You can also decorate your service, let say for example to add service level logging, using middleware pattern as many levels as you want and your service will still easily be testable. That is the beauty of implement to an interface.

Endpoint

The fun with Go Kit kicks in when it's time to implement an endpoint, but what is endpoint? Endpoint acts like action or handler on a controller in MVC pattern, but should stays transport agnostic, that is to say it shouldn't know about http header nor should it cares about where the data comes from or how the output should be format. There are many transportations we could use when developing a microservice, two of the most commonly used are HTTP and RPC and how to handle them is the job of the T part. Endpoint should contains logic for data checking, validation or sometime authorization (which should be centralize into one place such as building an API Gateway to act as a wall to protect intruder from the outside world). A typical endpoint would looks like this

package endpoint

import (
    "context"

    "github.com/go-kit/kit/endpoint"
)

type Endpoint struct {
    Add endpoint.Endpoint
}

type AddReply struct {
    Total int64
    Err error
}

func NewEndpoint(svc service.Service) Endpoint {
    return Endpoint{
        Add: makeAddEndpoint(svc),
    }
}

func makeSumEndpoint(svc service.Service) endpoint.Endpoint {
    return func(ctx context.Context, request interface{}) (interface{}, error) {
        req := request.(*AddInput)
        total, err := svc.Add(req.X, req.Y)

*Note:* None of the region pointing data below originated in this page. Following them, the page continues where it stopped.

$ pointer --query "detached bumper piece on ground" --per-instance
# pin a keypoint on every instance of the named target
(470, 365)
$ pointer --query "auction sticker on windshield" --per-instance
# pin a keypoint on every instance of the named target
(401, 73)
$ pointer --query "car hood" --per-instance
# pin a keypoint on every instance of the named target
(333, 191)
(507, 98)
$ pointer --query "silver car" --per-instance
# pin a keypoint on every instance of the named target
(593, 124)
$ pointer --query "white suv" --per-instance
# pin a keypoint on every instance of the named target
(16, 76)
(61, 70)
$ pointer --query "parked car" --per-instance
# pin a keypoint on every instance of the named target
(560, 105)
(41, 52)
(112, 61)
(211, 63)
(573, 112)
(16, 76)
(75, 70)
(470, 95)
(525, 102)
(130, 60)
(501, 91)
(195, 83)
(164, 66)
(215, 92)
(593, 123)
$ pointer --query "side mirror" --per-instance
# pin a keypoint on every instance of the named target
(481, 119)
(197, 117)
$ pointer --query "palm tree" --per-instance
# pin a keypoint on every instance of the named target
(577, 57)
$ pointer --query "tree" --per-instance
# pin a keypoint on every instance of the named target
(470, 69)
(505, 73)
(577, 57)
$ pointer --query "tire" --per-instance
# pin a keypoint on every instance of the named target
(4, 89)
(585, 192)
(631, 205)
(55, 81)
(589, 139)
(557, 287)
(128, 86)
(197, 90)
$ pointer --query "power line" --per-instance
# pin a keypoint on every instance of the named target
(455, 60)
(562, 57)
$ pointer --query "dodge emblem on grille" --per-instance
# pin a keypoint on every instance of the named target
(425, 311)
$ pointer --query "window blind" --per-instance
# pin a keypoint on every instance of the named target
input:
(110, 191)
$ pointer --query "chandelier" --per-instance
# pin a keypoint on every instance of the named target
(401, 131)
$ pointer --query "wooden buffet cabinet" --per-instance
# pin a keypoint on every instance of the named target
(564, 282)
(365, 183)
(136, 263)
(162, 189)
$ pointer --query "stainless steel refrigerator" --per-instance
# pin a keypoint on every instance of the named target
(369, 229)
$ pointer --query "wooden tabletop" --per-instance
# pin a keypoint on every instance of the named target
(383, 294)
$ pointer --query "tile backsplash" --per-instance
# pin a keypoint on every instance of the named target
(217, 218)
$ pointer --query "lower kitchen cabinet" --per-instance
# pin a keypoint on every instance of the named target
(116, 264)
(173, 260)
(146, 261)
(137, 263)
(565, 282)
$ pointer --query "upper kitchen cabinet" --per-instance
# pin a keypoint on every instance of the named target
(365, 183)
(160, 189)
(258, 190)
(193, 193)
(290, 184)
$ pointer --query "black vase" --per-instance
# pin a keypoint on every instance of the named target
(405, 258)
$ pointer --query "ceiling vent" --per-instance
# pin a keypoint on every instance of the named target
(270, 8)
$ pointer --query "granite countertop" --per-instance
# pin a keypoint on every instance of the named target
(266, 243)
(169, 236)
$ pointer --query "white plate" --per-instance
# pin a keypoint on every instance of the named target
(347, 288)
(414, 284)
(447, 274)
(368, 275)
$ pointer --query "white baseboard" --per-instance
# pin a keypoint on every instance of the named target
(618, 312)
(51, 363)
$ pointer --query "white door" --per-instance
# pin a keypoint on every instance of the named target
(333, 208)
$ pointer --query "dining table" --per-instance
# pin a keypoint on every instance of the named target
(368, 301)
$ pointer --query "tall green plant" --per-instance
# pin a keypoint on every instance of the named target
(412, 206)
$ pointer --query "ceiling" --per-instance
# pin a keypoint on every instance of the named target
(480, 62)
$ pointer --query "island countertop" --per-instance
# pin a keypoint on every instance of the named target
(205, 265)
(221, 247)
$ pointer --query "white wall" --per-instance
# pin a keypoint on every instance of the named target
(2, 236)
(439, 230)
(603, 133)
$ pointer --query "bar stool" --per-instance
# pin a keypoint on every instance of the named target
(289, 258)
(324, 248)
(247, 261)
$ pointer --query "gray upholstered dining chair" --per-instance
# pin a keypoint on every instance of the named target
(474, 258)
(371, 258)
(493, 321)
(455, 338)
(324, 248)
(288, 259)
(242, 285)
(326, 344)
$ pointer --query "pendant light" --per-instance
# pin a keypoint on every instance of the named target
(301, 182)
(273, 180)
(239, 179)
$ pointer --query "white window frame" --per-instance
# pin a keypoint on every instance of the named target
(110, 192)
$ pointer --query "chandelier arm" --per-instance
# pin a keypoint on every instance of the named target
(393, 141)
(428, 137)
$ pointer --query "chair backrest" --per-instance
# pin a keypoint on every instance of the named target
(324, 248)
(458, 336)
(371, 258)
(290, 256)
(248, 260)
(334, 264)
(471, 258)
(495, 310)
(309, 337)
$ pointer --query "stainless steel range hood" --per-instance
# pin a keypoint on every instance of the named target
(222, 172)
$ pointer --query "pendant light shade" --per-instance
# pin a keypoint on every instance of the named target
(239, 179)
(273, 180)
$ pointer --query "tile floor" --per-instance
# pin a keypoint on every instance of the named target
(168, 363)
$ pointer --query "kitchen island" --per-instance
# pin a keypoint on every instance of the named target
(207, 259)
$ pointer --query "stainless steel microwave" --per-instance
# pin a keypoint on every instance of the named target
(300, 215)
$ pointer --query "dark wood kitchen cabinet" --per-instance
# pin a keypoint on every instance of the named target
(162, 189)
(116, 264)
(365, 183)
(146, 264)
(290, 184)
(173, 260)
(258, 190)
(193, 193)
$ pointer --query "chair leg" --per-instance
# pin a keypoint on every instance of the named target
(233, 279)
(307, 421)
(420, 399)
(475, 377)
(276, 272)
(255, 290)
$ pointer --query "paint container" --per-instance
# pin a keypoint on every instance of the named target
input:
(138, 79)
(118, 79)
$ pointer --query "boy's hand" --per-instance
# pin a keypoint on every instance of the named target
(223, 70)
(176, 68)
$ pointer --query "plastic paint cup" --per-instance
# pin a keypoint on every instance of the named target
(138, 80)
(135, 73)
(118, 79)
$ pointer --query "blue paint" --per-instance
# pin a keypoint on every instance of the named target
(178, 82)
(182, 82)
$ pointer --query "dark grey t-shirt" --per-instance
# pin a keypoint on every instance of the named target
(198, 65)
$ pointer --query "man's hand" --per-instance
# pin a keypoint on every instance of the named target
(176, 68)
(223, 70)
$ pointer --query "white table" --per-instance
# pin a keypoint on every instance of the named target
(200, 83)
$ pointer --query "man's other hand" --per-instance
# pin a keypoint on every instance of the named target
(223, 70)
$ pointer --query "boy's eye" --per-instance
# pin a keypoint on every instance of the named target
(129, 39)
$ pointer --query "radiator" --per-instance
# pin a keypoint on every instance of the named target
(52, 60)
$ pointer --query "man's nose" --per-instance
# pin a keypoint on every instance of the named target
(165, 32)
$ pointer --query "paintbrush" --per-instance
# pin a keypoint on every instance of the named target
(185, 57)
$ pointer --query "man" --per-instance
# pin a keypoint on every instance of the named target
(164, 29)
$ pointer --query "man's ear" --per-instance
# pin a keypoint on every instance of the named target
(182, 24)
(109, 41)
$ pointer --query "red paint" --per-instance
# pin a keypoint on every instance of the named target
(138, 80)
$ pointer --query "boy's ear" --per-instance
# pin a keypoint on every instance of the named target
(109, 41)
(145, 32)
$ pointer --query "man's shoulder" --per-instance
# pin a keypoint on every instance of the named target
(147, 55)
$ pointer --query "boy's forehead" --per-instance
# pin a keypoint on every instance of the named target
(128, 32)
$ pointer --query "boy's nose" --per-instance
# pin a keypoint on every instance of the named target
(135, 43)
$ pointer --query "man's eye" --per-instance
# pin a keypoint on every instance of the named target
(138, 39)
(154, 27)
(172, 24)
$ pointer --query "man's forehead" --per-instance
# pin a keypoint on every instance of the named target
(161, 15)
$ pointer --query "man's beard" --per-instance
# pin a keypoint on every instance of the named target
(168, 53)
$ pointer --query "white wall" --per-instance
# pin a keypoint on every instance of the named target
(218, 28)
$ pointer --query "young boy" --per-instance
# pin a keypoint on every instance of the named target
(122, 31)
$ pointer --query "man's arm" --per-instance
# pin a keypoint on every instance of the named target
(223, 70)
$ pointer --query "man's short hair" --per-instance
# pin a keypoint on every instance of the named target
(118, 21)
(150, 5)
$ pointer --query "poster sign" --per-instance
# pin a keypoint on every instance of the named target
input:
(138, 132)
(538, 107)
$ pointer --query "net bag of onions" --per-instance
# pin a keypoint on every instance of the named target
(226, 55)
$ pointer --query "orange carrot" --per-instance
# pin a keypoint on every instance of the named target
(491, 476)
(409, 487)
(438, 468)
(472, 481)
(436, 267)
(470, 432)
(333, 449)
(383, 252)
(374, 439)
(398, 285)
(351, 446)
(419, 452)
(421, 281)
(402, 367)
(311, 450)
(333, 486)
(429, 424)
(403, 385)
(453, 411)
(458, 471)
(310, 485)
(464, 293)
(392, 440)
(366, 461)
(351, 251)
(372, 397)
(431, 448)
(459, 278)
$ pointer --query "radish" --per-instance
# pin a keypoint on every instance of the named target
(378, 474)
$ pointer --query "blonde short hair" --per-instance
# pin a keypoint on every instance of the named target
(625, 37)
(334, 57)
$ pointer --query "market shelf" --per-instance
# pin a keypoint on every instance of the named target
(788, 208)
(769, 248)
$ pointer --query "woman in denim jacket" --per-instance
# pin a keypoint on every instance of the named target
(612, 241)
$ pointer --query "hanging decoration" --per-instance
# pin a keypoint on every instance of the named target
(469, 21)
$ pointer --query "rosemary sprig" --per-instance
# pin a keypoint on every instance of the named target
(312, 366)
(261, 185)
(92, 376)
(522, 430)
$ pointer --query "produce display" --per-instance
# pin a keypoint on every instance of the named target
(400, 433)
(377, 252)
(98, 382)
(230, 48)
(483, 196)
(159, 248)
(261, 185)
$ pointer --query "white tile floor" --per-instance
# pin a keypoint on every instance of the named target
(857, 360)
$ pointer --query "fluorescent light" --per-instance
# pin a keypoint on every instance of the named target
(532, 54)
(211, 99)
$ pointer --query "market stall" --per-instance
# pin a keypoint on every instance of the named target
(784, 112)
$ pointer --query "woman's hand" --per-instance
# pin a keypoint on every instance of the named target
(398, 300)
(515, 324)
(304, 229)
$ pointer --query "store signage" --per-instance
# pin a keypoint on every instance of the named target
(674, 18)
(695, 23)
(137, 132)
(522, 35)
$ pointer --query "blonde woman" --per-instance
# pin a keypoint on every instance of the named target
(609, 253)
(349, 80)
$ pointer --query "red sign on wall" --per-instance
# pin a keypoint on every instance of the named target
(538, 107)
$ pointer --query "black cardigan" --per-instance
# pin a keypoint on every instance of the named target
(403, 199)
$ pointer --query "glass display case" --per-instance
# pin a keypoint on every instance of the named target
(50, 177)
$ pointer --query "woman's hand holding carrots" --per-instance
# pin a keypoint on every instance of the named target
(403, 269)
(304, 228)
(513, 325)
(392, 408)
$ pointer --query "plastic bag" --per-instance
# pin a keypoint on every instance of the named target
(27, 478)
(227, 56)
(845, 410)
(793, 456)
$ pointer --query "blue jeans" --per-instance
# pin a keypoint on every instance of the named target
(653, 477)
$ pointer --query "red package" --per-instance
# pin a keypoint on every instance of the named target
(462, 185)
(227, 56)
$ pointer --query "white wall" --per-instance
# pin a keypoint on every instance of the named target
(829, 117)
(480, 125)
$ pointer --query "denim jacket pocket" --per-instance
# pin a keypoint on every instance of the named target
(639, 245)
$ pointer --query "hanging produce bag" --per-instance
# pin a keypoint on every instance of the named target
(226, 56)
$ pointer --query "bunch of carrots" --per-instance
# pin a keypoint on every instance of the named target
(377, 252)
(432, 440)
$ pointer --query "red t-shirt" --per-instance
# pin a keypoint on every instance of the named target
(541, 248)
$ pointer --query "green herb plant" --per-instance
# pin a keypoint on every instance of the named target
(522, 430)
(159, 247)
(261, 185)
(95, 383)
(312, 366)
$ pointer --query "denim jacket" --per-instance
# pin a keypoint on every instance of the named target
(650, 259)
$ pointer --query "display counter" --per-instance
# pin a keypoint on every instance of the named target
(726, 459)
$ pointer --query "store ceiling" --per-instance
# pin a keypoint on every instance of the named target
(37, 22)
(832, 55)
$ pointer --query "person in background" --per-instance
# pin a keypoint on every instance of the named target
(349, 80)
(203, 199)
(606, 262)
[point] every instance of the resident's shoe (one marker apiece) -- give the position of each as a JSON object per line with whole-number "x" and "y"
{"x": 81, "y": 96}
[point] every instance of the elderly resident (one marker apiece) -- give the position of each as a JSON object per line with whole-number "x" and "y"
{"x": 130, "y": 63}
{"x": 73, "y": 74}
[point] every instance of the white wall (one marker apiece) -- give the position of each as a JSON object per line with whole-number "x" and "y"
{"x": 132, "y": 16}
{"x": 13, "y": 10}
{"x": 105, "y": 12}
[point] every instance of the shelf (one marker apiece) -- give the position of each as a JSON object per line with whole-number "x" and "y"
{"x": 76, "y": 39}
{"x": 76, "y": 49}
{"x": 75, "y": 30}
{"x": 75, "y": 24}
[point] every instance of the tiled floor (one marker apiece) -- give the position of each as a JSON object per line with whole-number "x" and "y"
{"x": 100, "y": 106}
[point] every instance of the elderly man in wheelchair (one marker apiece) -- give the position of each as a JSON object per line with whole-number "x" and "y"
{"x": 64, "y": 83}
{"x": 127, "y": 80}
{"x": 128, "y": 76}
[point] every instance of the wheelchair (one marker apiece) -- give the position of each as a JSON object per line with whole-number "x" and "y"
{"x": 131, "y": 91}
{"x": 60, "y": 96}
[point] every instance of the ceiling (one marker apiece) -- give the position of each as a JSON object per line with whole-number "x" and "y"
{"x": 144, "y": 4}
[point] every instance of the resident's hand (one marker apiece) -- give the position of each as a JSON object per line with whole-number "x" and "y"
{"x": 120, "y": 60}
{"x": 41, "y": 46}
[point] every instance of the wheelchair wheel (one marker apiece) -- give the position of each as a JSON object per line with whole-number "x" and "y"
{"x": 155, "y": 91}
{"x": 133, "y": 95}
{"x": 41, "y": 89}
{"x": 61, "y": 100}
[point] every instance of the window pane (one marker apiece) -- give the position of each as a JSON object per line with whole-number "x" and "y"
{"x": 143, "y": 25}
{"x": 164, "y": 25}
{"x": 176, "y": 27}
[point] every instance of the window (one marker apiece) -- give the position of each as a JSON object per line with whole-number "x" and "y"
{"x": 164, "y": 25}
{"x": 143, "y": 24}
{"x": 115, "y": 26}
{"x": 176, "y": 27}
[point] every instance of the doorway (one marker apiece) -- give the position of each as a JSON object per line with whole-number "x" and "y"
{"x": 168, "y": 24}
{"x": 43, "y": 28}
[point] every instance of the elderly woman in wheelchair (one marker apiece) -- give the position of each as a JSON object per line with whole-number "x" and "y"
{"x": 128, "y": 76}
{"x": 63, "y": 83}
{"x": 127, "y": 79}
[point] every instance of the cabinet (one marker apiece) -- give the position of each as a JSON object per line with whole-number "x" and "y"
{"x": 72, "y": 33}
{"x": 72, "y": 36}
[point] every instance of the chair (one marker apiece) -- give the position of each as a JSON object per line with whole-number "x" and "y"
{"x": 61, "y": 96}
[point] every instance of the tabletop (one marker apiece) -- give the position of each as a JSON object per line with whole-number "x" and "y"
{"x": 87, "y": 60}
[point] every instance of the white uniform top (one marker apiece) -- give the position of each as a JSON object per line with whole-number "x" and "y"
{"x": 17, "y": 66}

        // if internal error return err, otherwise
        // pass error to reply to display to user
        if isInternalErr(err) {
            return nil, err
        }

        return &AddReply{Total: total, Err: err}, nil
    }
}

Notice that there is a check for error returned from service to see whether the error caused by the bad input from the user or system failure. Bad input from user should be return as a field of output instead of directly return as a value to the function because just as service endpoint can be decorate with middleware too and that is typically for logging, instrument, tracing or to put a safety break by applying rate limiter or circuit breaker so error catch by middleware might trip a circuit eventhough it was not meant to be.

Transport

One of the cool beauty of microservice is that we can expose more that one way to interact with a service, be it a good old REST, RPC, gRPC or Thrift you named it. Those kind of methods of interaction are what is called transport, so yeah transport layer deal with these kind of things like how to get data input from the client and how to present it back. When implementing a REST HTTP API, you might find something like this

r.Methods("POST").Path("/profiles/").Handler(httptransport.NewServer(
    e.PostProfileEndpoint,
    decodePostProfileRequest,
    encodeResponse,
    options...,
))

or for gRPC it might looks like this

return &grpcServer{
    sum: grpctransport.NewServer(
      endpoints.SumEndpoint,
      decodeGRPCSumRequest,
      encodeGRPCSumResponse,
      append(options, grpctransport.ServerBefore(opentracing.GRPCToContext(otTracer, "Sum", logger)))...,
    ),
    concat: grpctransport.NewServer(
      endpoints.ConcatEndpoint,
      decodeGRPCConcatRequest,
      encodeGRPCConcatResponse,
      append(options, grpctransport.ServerBefore(opentracing.GRPCToContext(otTracer, "Concat", logger)))...,
    ),
}

The important thing to note here is that the same endpoint can be lift up by multiple transports and that is very powerful.

Conclusion

I hope in this part you get a better idea about the core concept a round Go Kit architecture & design. In the next part we will put that into practice by implement some service and see how to connect them together.